Modulization of Bin-Picking Intelligence
Key skills:
SSH / ROS / Docker / DockerFile / Dimension Reduction / Pytorch
Key skills:
SSH / ROS / Docker / DockerFile / Dimension Reduction / Pytorch
Motivation
The learning-based approach has greatly improved the bin picking accuracies of the robot. However, since implementing AI models for robotic task requires great amount of computing power, and this can be a great burden for robots which does not have enough computing capacity.
AI from the other Machine
We decided to develop a bin-picking intelligence module from a server computer, and communicate with the client that is at charge of controlling robot manipulators.
We used SoTA bin-picking network (GQ-CNN) from AUTOLAB [1] to make a grasp planner in a server computer, and connect with the client with ssh-ROS communication.
The client PC consists of segmentation module, MoveIt motion planner, and main module that controls the overall process.
When the segmentation module segments objects from the background scene, the main modules samples grasp candidate, and grasp planner from the server PC ranks the grasp quality of the candidates. Eventually, the robot grasps the objects with the grasp of the best quality.
Fig 1. Overall architecture of grasp planning and execution setting
Wrap it through DockerFile
The grasp planner module itself is relatively heavy, therefore we decided to make a dockerfile for the grasp planner, and make it easily downloadable.
The dockerfile of the grasp planner consists of diverse elements (ROS, tensorlfow, GQ-CNN, open-ssh), and easily be converted to a docker image and container.
Once converted, the docker container then can fully function as a grasp planner.
The dockerfile can be downloaded through this link.

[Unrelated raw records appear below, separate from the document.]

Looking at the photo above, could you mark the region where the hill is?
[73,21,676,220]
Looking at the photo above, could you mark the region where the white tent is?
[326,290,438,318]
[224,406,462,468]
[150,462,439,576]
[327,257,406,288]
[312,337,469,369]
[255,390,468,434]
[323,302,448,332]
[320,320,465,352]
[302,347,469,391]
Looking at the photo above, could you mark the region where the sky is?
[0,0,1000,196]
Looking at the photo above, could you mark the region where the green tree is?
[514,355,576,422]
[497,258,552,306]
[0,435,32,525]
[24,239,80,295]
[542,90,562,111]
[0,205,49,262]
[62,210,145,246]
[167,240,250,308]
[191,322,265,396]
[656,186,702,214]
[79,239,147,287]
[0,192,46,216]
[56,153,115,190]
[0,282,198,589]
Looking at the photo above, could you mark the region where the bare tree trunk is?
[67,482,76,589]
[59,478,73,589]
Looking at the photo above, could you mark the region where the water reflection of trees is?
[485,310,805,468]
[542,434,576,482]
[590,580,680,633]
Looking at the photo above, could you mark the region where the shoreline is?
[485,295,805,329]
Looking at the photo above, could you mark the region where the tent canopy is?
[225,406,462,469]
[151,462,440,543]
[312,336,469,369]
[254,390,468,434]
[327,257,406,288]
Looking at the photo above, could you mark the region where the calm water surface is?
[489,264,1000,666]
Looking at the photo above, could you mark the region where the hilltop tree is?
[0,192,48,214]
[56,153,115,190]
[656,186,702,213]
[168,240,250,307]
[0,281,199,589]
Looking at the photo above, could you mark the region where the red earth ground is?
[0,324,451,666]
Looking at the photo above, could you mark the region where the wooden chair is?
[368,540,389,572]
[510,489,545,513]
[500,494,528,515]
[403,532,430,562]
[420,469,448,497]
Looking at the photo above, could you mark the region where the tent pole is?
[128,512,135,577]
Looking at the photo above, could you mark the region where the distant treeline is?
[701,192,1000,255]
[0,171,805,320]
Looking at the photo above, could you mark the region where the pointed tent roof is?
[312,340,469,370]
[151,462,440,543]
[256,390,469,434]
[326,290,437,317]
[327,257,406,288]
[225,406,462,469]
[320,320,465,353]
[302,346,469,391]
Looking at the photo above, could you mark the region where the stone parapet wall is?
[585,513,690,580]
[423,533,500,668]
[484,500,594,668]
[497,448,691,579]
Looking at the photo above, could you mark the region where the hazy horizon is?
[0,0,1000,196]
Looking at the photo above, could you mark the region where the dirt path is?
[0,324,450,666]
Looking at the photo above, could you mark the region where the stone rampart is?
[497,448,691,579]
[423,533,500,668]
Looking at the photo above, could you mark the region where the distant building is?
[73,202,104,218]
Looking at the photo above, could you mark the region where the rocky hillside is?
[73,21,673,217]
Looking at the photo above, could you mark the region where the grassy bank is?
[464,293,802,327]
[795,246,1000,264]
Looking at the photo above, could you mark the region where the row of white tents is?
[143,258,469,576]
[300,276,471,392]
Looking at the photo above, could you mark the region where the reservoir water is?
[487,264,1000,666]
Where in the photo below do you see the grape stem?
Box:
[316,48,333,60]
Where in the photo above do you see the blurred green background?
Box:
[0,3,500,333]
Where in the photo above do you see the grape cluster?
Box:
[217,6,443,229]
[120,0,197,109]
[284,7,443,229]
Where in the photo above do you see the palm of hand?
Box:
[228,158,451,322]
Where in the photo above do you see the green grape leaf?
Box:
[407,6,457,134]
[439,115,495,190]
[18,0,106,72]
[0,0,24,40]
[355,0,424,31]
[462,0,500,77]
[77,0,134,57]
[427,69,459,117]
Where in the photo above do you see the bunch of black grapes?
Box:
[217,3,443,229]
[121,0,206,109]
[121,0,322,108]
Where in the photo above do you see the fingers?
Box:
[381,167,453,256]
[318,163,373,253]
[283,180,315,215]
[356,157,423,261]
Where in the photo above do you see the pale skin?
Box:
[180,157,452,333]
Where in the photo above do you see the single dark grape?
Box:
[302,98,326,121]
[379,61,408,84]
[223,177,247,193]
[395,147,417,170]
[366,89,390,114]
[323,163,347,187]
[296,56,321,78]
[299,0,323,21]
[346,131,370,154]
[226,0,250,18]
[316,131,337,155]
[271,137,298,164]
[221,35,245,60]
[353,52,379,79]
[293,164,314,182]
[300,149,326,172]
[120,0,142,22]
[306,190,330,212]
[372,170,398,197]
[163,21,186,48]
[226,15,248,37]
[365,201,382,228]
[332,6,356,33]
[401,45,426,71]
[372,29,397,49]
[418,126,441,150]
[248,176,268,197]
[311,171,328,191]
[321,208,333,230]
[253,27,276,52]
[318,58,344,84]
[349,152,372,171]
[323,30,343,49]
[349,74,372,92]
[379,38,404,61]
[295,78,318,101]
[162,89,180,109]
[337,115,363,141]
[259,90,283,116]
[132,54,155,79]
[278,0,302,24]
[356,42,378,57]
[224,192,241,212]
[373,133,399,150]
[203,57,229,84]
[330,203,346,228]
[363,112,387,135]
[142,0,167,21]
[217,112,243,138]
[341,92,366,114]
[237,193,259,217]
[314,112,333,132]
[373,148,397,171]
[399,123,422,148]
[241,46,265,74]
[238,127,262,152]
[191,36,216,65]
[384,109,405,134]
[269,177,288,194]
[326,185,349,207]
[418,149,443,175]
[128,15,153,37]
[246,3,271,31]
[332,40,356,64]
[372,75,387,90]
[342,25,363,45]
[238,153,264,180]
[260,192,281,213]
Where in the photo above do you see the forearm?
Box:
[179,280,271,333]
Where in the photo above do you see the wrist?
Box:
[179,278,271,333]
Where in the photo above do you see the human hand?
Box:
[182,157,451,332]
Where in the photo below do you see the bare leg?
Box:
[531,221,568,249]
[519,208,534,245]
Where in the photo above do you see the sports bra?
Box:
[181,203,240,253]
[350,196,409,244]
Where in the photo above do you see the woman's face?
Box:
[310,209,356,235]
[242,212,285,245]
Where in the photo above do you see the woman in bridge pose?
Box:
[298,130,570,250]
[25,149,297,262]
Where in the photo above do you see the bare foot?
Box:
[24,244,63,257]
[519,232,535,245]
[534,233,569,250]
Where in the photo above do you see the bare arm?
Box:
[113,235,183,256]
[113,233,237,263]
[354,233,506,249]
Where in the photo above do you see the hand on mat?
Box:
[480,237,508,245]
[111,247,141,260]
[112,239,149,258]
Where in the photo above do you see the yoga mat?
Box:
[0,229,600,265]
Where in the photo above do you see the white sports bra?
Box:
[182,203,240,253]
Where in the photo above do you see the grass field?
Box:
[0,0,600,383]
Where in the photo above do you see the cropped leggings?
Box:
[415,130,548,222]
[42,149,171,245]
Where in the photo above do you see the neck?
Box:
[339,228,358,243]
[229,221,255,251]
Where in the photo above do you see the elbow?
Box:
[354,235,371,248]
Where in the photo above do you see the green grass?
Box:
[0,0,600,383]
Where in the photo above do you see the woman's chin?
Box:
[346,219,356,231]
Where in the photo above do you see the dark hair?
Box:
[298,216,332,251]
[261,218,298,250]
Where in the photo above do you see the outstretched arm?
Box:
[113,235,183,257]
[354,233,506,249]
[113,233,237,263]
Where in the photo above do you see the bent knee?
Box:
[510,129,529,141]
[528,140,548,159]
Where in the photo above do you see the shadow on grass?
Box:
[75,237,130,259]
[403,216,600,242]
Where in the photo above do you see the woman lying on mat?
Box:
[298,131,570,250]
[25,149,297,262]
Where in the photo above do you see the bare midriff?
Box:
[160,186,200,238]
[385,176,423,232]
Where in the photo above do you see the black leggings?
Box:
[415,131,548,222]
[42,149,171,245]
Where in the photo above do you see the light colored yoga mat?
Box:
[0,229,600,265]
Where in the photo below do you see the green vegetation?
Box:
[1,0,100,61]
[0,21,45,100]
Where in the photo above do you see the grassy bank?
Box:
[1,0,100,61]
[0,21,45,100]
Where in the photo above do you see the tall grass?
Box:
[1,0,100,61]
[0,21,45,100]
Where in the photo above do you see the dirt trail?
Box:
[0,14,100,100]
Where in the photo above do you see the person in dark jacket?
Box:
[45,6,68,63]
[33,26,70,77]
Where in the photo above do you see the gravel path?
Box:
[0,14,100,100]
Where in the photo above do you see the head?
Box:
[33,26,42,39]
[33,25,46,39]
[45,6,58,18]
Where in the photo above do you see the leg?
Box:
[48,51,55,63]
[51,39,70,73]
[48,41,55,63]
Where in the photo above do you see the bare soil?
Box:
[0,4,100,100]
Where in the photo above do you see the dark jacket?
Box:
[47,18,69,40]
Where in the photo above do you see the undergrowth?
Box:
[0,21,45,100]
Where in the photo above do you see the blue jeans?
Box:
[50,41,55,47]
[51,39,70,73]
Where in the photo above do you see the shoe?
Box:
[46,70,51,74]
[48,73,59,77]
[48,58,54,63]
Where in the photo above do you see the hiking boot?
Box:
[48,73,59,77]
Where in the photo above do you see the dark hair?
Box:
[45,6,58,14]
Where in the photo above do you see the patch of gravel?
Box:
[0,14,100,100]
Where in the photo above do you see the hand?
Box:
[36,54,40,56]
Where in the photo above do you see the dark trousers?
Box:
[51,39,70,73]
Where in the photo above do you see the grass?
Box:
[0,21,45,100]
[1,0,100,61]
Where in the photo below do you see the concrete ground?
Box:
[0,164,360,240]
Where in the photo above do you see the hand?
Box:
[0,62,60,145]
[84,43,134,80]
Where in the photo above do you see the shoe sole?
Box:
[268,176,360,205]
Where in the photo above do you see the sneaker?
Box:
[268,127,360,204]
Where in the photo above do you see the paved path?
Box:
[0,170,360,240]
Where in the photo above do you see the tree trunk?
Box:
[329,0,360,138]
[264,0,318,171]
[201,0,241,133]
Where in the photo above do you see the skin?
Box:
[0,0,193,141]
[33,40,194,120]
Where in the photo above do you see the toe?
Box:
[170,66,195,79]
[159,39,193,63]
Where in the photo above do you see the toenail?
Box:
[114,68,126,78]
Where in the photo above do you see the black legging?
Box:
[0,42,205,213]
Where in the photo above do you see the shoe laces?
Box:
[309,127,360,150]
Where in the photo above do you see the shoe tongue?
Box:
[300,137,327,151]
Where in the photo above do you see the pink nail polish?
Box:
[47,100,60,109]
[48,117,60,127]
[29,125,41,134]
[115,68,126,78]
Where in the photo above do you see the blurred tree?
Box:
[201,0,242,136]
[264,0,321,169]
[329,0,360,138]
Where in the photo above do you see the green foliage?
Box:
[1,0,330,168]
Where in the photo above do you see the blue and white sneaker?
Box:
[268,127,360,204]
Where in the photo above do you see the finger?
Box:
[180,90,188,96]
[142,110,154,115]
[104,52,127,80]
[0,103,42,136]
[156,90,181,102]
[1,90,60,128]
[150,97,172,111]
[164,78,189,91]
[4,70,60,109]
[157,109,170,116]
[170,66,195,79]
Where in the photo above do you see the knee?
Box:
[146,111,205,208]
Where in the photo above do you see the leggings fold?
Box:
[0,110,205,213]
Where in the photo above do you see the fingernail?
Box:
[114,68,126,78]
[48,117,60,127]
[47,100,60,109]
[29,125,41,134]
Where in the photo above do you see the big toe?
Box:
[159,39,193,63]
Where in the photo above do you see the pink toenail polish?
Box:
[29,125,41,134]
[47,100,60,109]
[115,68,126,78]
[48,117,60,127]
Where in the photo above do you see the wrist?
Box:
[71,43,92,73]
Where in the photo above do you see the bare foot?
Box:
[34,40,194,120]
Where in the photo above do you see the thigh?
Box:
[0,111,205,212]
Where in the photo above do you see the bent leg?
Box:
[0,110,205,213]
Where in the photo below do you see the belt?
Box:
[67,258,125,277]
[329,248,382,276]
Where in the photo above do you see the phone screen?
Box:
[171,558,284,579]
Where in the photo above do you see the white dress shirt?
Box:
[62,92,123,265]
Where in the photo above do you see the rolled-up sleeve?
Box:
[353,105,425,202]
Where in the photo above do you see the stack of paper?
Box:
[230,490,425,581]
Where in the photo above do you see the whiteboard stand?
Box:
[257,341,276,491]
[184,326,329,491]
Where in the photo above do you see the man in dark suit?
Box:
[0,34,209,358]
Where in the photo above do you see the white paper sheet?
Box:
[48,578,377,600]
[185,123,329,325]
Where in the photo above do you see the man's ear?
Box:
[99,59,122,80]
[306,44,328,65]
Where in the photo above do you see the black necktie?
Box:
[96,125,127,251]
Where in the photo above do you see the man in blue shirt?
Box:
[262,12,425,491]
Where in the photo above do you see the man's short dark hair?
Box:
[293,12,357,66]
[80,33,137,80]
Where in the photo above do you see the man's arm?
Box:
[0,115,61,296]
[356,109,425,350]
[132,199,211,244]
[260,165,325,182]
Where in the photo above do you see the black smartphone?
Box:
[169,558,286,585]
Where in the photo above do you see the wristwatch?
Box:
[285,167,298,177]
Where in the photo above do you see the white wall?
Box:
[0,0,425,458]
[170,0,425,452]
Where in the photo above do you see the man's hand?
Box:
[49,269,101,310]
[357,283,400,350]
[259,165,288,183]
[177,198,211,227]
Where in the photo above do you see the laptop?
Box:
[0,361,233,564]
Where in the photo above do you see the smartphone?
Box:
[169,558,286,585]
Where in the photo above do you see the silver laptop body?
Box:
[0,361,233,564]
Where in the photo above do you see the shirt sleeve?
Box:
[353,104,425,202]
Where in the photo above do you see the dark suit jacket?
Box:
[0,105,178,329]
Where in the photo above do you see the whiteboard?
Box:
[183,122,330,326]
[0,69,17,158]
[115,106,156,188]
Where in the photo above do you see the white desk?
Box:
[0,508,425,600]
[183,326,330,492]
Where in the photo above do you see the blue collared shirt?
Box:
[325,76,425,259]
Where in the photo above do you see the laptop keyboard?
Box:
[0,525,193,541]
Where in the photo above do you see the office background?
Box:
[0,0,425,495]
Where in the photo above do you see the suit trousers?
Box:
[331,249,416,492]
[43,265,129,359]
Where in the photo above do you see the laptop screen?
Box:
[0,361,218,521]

Fig 2. DockerFile architecture of a grasp planner (GQ-CNN)
Fig 3. Architecture of GQ-CNN and dimension reduction for visualization. Fully-connected layer (128 dim) was reduced to 3 dimensions using PCA and t-SNE.
Fig 4. Visualization of pre-trained network's feature space (reduced in 3D)
Network Training and Visualization
We trained the network by rebuilding the network using Pytorch and train dataset given by AUTOLAB.
Moreover, to observe how much the network is trained, we made a vizualization module, reducing the feature space of the network (FC_4 in Fig 3), from 128 dimensions to 3 dimensions using PCA (Principal Component Analysis) and t-SNE method.
Relevant github repositiory can be accessed through this link.
Result and Demonstration
The bin-picking setting consists of IRB 120 robot arm with Robotiq-2f gripper, and Indy7 robot arm with Robotiq suction vaccum gripper. The detailed mechanism of the grasp planner can be observed in mahler et al [1].
References
[1] Mahler, J., Matl, M., Satish, V., Danielczuk, M., DeRose, B., McKinley, S., & Goldberg, K. (2019). Learning ambidextrous robot grasping policies. Science Robotics, 4(26), eaau4984.